Variables *M1F1 and *R only incorporate, so far, the partial effect of the Mendelian inheritance and, therefore, variable *WB (Wechsler intelligence test) is a better order criterion. Nevertheless, this does not take place in all cases; it is definitely a consequence of the incorporation of the differences due to the expression and measurement of the IQ in C variables, which does not happen with variables *M1F1 and *R.

An interesting aspect, in which I haven’t gone into much depth, is the different form of the value graphs without previous arrangement, the T4 and WB on one side, and the T1 on the other. The correlations of the later displays the common saw-tooth forms of the arranged values with greater clarity but without the rising tendency.

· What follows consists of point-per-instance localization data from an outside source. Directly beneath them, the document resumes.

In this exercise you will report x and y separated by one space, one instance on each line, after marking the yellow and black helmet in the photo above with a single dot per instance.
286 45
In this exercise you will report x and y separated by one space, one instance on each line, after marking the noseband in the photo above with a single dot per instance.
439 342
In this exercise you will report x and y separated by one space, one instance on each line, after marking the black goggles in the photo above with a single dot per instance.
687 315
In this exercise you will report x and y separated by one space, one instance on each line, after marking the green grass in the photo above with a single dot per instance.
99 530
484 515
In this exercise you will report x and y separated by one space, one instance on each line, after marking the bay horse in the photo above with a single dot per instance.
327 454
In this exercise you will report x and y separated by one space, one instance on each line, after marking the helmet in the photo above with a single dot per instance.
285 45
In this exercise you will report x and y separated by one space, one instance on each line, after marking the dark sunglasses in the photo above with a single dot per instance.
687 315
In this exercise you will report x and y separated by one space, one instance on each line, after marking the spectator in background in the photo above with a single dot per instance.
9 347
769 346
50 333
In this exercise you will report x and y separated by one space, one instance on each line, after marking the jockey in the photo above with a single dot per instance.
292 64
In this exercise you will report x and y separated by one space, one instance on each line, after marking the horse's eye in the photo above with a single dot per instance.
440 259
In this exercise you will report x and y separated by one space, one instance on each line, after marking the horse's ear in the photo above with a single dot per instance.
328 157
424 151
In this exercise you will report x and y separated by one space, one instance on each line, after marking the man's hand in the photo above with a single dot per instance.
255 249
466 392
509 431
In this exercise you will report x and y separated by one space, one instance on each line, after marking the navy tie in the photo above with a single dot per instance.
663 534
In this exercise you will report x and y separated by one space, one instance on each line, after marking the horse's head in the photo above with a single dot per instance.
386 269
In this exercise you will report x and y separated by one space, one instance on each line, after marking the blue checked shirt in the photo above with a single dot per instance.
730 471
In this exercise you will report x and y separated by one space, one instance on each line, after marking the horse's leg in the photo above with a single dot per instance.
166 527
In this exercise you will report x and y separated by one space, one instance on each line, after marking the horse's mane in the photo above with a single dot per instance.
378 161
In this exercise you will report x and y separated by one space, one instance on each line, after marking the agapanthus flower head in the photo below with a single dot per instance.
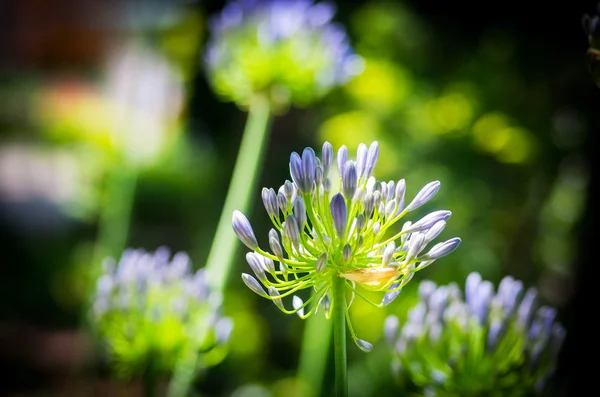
320 234
285 50
150 309
489 343
591 26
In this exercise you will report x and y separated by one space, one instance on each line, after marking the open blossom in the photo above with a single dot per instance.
150 309
285 50
485 344
320 234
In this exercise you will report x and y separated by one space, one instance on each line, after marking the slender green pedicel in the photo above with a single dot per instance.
321 237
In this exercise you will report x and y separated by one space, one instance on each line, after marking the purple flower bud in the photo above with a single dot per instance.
442 249
426 194
326 158
415 246
426 288
494 334
349 179
243 229
388 253
289 189
390 328
390 209
435 231
338 212
342 157
364 345
429 220
296 170
400 191
346 253
309 165
391 191
276 248
327 185
471 286
527 307
369 204
319 175
390 296
297 305
372 156
557 338
326 305
282 201
275 294
481 302
255 262
223 329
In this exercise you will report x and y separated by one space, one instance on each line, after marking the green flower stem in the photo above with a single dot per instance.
183 375
149 379
313 356
339 336
241 189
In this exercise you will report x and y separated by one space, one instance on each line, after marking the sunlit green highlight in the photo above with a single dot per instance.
239 195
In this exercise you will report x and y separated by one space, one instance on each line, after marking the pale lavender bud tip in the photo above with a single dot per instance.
326 157
342 157
426 194
390 328
390 296
297 304
426 288
442 249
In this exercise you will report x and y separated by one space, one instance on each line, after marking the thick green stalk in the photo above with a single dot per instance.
313 356
241 190
339 336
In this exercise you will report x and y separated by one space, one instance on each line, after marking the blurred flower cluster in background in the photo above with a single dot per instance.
119 127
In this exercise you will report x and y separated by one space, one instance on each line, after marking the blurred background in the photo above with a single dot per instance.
108 102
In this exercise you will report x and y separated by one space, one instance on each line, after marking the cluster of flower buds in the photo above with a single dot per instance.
489 343
320 234
285 50
148 308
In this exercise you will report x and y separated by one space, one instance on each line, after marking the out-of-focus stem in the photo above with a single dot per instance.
115 216
241 189
339 336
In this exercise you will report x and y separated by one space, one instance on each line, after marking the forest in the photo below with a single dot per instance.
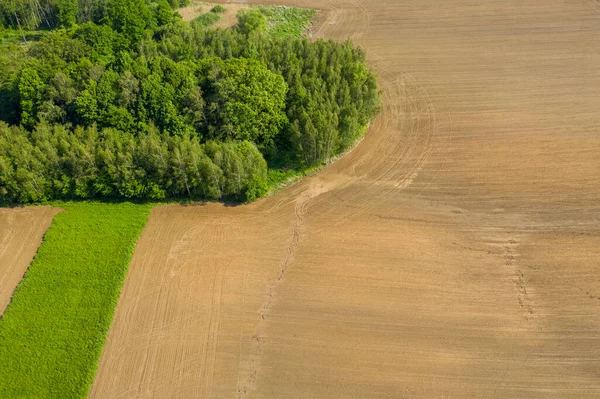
122 99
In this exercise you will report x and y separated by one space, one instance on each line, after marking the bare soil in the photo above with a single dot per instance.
228 18
454 253
21 233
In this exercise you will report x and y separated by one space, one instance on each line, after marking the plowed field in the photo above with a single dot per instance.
454 253
21 232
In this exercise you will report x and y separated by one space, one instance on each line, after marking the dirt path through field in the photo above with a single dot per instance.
21 233
454 253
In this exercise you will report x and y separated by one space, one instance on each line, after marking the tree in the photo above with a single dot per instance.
67 12
30 93
250 102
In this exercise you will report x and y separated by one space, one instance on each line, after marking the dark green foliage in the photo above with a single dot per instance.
251 20
144 105
67 12
53 162
249 102
52 334
164 13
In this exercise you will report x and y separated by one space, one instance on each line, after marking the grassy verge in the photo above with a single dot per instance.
287 22
206 19
53 331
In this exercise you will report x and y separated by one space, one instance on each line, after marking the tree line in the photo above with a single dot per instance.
139 80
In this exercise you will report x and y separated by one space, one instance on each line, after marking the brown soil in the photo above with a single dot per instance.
454 253
21 232
228 18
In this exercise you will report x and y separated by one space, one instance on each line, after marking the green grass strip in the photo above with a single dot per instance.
53 331
287 22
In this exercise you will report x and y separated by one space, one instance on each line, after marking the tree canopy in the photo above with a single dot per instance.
130 101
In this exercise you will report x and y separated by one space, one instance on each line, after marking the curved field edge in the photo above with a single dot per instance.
53 331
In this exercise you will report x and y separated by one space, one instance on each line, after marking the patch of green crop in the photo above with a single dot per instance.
53 331
287 22
206 19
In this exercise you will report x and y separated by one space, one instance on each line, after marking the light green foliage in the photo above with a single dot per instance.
130 18
30 92
218 9
250 102
164 13
287 22
251 20
52 162
67 12
127 108
52 333
205 20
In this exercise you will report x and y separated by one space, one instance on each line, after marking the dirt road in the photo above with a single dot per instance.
21 232
454 253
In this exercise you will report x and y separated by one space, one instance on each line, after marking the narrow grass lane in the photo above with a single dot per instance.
53 331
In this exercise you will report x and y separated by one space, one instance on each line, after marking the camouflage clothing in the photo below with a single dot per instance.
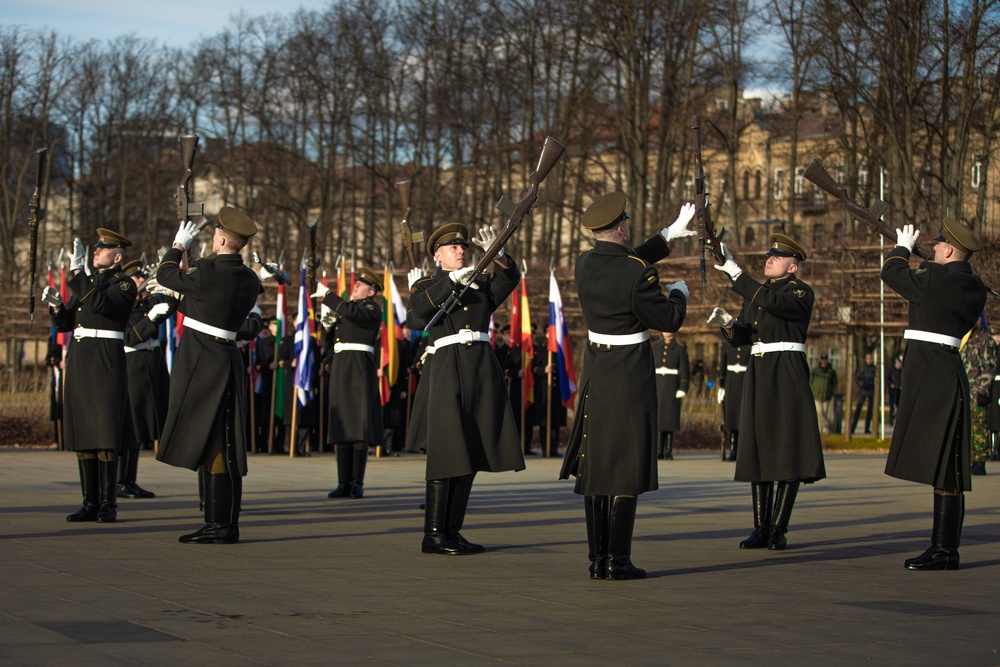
979 356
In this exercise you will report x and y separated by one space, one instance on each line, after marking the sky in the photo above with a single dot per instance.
175 23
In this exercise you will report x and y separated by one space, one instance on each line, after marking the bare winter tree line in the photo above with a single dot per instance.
316 114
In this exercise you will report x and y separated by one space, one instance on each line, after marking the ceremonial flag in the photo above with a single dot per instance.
527 347
559 344
305 359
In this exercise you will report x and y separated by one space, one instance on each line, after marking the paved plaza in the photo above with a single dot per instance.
342 582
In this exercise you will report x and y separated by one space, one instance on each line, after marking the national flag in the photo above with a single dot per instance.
559 344
527 347
305 359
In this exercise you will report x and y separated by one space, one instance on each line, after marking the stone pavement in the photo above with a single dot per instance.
343 582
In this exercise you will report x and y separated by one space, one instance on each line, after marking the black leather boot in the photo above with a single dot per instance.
108 471
459 489
946 534
622 522
596 511
218 528
784 501
358 475
345 467
89 483
762 494
436 541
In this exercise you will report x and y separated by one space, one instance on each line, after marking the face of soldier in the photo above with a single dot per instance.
451 257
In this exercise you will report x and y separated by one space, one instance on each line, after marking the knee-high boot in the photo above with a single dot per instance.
596 511
108 471
219 508
458 502
436 541
620 539
358 466
762 494
784 501
949 511
345 468
89 483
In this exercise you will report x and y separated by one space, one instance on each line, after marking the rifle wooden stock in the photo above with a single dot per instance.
37 209
872 217
552 150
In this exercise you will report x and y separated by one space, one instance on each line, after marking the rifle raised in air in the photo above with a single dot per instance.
37 208
552 150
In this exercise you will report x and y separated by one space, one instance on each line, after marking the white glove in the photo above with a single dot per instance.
414 274
678 229
487 235
154 287
462 276
51 296
679 285
185 234
907 237
321 291
721 317
158 312
79 258
729 266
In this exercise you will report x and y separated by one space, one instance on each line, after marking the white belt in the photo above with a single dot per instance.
150 344
463 336
612 339
191 323
84 332
931 337
760 349
352 347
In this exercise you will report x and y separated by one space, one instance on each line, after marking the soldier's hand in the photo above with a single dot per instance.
79 257
51 296
721 317
186 233
907 237
414 274
680 286
678 229
729 266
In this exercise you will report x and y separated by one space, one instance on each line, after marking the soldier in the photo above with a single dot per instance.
780 439
733 364
355 417
207 420
96 411
148 379
931 437
610 449
672 376
469 423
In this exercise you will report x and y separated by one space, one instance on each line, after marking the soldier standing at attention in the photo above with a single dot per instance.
469 426
672 376
932 434
96 422
611 447
779 431
355 422
207 421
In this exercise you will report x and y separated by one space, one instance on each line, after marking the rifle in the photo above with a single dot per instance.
816 173
707 238
37 208
410 240
552 150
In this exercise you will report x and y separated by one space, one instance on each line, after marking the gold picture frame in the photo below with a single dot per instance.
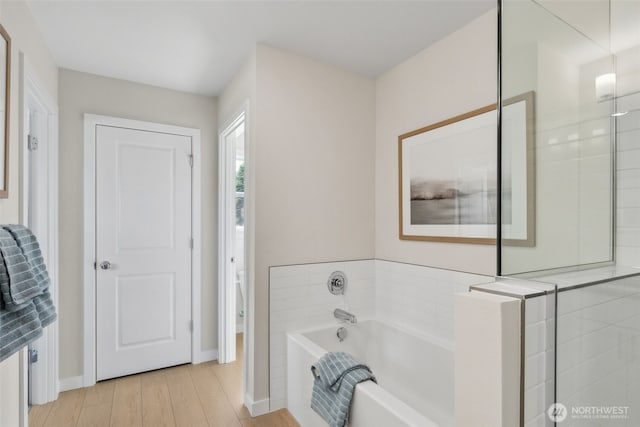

It’s as if there were uncollected deviations only in the T1 variable of the children which is compensated for to a great extent and therefore should be random and, at the same time, is independent of the intelligence quotient (IQ) values. Perhaps it is due to the young age of the children when they took the intelligence test.

The aforementioned deviation was produced for the correlation with the R function as a dependent variable and for M&F as dependent variables as well. Although, for the second case, the compensation is much more accurate and could show that, in some way, the information regarding this deviation is lost in the creation of the R function from the M&F variables.

Sorry for the complexity of these last paragraphs. Please, bear in mind that, although they involve a deep analysis, they are referred to marginal aspects of the statistical study and do not affect its main conclusions.

3. Statistical significant figures of this particular graph

As you can clearly see by its form, two dependent variables of the children T1 and T4, analyzed in the model, behave in a very similar way to the progenitors' explanatory variable R

In fact, the determination coefficient is bigger than 0,8 for both variables of the children T1 and T4 which is a significantly high value for the generally acepted value in other works about intelligence heritability.

The general multidimensional correlation index (ICMG) is 13,22 which is relatively low in the whole EDI study.

The WB variable of the children differs from the other two variables of the children, but this seems to be due to the fact that it is also used as an arrangement criterion. Even though it seems contradictory in principle, this effect is due to the fact that the statistical deviations of this variable have a double effect, they not only disturb the correlation as a dependent variable but the dependent variables as well by being used as an arrangement criterion, which creates greater distortions.

The highest determination coefficient of this graph is 0,92 which is a high value for this type of research.